Kornel L, Kanamarlapudi N, Travers T, Taff D J, Patel N, Chen C, Baum R M, Raynor W J
J Steroid Biochem. 1982 Feb;16(2):245-64. doi: 10.1016/0022-4731(82)90173-x.
High affinity, specific binding-sites to mineralocorticoids and glucocorticoids, with characteristics of steroid receptors, have been found in rabbit aorta cytosol. Binding parameters (dissociation constants and number of binding sites per mg of cytosol protein) were determined from Scatchard plots, after statistical treatment of the data with the aid of a computer program, for the following tritiated steroids: 11-desoxycorticosterone (DOC), aldosterone (Aldo), progesterone (Prog), corticosterone (BK), cortisol (FK) and dexamethasone (Dex). The specificity of binding was then examined by means of steroid competition studies. The results of these experiments indicate that three different types of high-affinity binding sites to adrenal steroids are present in aorta cytosol: Type A, with the highest affinity for DOC; Type B, with the highest affinity for FK; Type C, with the highest affinity for Dex. In accordance with the relative competitive potencies of various steroids for these binding sites, Type A is designated as the "arterial mineralocorticoid binder", clearly differing in its binding characteristics from the cytoplasmic mineralocorticoid binders in known target tissues to these steroids (e.g. the renal receptor), while Type C is designated as the "arterial glucocorticoid binder", closely resembling the classical glucocorticoid receptor in known target tissues to glucocorticoids. Type B exhibited some of the binding characteristics of transcortin and may represent a modified, intracellular transcortin. While Types B and C are present also in the cytosol of inferior vena cava. Type A was only in the aorta. The role of these binders is not known at present. Arguments are presented in favor of a hypothesis that the Type A (mineralocorticoid) binder represents an arterial wall; and that, under certain conditions, this action leads to an increased contractility of arterial and arteriolar smooth muscles, increased peripheral resistance and hypertension.

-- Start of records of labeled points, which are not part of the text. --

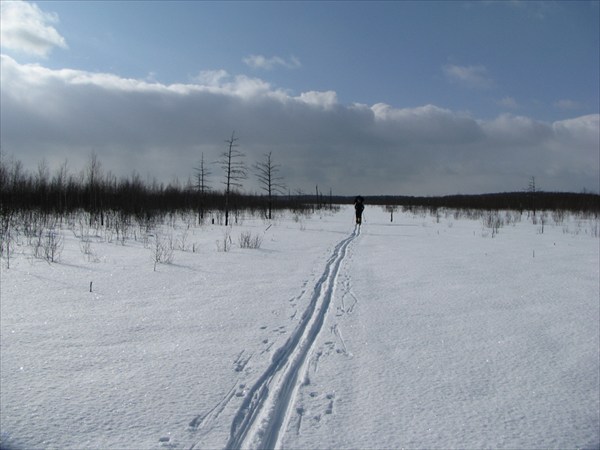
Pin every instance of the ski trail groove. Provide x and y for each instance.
(268, 404)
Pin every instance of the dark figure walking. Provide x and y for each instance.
(359, 208)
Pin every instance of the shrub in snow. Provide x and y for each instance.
(162, 250)
(249, 240)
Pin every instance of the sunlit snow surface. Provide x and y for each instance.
(430, 331)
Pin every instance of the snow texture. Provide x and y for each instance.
(432, 331)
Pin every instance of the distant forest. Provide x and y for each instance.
(95, 193)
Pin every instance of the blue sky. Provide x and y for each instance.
(375, 97)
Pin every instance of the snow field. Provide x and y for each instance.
(424, 332)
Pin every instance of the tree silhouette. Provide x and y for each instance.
(235, 170)
(270, 181)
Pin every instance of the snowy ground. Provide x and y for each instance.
(425, 332)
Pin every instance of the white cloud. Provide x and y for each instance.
(470, 76)
(508, 102)
(326, 99)
(567, 104)
(262, 62)
(25, 28)
(161, 130)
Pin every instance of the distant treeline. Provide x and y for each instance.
(89, 191)
(93, 192)
(517, 201)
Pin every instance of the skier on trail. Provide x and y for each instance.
(359, 208)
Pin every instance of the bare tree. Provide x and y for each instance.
(235, 170)
(270, 181)
(94, 176)
(202, 187)
(532, 190)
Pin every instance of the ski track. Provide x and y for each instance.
(268, 404)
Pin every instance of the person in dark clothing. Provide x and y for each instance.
(359, 207)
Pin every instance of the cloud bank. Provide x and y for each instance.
(27, 29)
(162, 130)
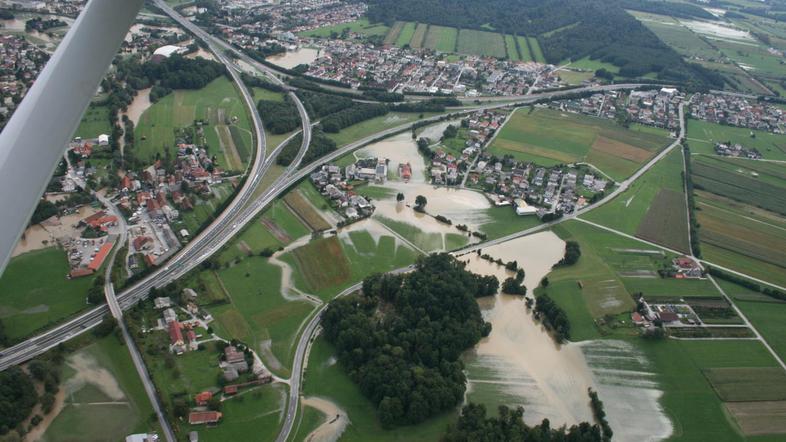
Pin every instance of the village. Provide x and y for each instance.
(407, 70)
(339, 188)
(657, 108)
(187, 326)
(739, 111)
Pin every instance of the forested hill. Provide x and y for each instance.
(566, 29)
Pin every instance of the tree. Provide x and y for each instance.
(420, 203)
(432, 313)
(17, 397)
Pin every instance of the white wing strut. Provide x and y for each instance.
(34, 140)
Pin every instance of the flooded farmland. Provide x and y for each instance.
(290, 59)
(519, 364)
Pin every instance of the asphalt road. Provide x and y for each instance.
(235, 216)
(308, 333)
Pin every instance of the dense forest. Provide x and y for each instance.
(319, 105)
(475, 425)
(566, 29)
(353, 115)
(280, 117)
(17, 398)
(400, 341)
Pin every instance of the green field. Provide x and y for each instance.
(757, 183)
(482, 43)
(589, 64)
(610, 270)
(628, 211)
(360, 26)
(537, 53)
(258, 312)
(34, 292)
(681, 39)
(276, 227)
(689, 400)
(325, 378)
(441, 38)
(548, 137)
(765, 313)
(742, 237)
(94, 123)
(419, 37)
(204, 209)
(405, 34)
(344, 262)
(155, 131)
(703, 135)
(253, 414)
(85, 404)
(370, 127)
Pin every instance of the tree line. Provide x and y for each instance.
(401, 339)
(508, 426)
(565, 29)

在兔主动脉胞质溶胶中发现了对盐皮质激素和糖皮质激素具有高亲和力的特异性结合位点,这些位点具有类固醇受体的特征。在用计算机程序对数据进行统计处理后,根据Scatchard图确定了以下氚标记类固醇的结合参数(解离常数和每毫克胞质溶胶蛋白的结合位点数):11-脱氧皮质酮(DOC)、醛固酮(Aldo)、孕酮(Prog)、皮质酮(BK)、皮质醇(FK)和地塞米松(Dex)。然后通过类固醇竞争研究来检验结合的特异性。这些实验结果表明,主动脉胞质溶胶中存在三种不同类型的对肾上腺类固醇具有高亲和力的结合位点:A型,对DOC亲和力最高;B型,对FK亲和力最高;C型,对Dex亲和力最高。根据各种类固醇对这些结合位点的相对竞争能力,A型被指定为“动脉盐皮质激素结合蛋白”,其结合特性与已知靶组织中这些类固醇的细胞质盐皮质激素结合蛋白(如肾受体)明显不同,而C型被指定为“动脉糖皮质激素结合蛋白”,与已知糖皮质激素靶组织中的经典糖皮质激素受体非常相似。B型表现出一些皮质素转运蛋白的结合特性,可能代表一种修饰的细胞内皮质素转运蛋白。虽然B型和C型也存在于下腔静脉的胞质溶胶中,但A型仅存在于主动脉中。目前尚不清楚这些结合蛋白的作用。有人提出论据支持这样一种假说,即A型(盐皮质激素)结合蛋白代表动脉壁;并且在某些情况下,这种作用会导致动脉和小动脉平滑肌收缩力增加、外周阻力增加和高血压。